Imagine what it means to be any one of the billions of animals who share our world.
The circumstances and experiences of every individual and every group who have experienced, or are currently experiencing, oppression should be acknowledged and respected as being unique. Nevertheless, it is important to recognize that the mentality of those oppressing others, in all manner of historical situations, has some striking commonalities. For example, looking back on the era of colonization in the Americas, the injustice of displacing and killing vast numbers of indigenous peoples now seems obvious to almost all of us -- painfully so. Yet when it was happening, for many in the dominant group, it seemed justified, even righteous and in accordance with many people's religious beliefs. Similarly, the exploitation and violence practiced during the era of human slavery can be characterized as nothing short of egregious, yet it seemed quite ordinary and justified to those in the dominant group. Most people would not even dream of challenging the philosophical, economic, religious and scientific justifications offered by contemporary authority figures.

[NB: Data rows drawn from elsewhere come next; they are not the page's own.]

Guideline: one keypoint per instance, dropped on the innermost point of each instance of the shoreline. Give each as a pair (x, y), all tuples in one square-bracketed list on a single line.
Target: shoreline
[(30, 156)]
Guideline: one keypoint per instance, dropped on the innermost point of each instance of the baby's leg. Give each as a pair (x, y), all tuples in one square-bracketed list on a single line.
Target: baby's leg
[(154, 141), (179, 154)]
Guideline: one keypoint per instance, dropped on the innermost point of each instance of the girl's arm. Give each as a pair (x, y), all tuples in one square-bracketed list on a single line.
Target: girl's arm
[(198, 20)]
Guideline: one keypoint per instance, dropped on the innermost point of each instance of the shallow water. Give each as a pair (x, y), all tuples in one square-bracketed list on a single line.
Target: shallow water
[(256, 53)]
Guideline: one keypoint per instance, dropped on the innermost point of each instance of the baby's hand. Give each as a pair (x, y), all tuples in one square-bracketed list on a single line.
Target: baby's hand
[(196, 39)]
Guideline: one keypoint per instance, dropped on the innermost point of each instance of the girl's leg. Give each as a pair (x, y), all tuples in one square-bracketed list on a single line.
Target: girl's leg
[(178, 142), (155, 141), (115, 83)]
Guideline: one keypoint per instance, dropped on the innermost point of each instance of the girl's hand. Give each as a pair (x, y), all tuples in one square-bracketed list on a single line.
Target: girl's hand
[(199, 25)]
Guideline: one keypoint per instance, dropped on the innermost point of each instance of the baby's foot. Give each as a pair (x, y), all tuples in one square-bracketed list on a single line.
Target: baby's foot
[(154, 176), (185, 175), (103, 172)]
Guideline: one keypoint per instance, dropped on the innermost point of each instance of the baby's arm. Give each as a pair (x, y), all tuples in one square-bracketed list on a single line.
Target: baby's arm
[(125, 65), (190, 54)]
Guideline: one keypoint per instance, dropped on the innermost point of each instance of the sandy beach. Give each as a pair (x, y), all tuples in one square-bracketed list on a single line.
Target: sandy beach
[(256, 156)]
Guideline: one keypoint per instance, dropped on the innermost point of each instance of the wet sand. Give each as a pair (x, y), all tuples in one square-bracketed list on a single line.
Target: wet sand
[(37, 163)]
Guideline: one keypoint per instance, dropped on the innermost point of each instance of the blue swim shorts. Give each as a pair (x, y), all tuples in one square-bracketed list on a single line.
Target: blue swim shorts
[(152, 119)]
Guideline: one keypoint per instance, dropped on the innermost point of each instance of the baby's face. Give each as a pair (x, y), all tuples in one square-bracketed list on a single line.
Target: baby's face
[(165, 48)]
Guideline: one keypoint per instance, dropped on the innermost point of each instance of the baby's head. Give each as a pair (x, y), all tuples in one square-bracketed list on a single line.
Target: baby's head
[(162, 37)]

Imagine living in a time and place where you were subject to such horrific treatment, and how difficult your life would be. Imagine how much it would mean to have even one member of the dominant group see you as an individual worthy of respect, speak out on your behalf, and take on the difficult work of demanding justice for you and for all others whom society had doomed to live under the domination of others.
Being an advocate for justice has never been easy, and throughout history has often been accompanied by ridicule, financial sacrifice and social isolation. But looking back, how do we perceive those who saw through the mistaken ideas of their own times and advocated for those without status, without standing, without a voice? Are they not the courageous visionaries of our history books, the ones who for a time became the conscience of their communities, and in some cases, an entire nation? Are they not the ones who envisioned a better future for all, and then actually did the work and took the risks necessary to make this vision a reality? Are we not all in their debt, both those in the groups once oppressed and those in the groups who once did the oppressing? Can we imagine what our society might have become had they not stood up and challenged the status quo, had they chosen instead to look away and remain silent?
The Peaceable Practice of advocating for animals offers us the opportunity to extend the reach of our existing commitment to justice and compassion for other humans, to challenge the ideas, cultural norms, scientific fallacies, economic interests and laws that are being used to justify the displacement, oppression, enslavement and killing of billions of animals around the world.
If we were to find ourselves in the tragic situation of non-human animals, what would we hope others would say and do on our behalf? Those words and deeds are the work of those carrying out the Peaceable Practice of advocating for animals.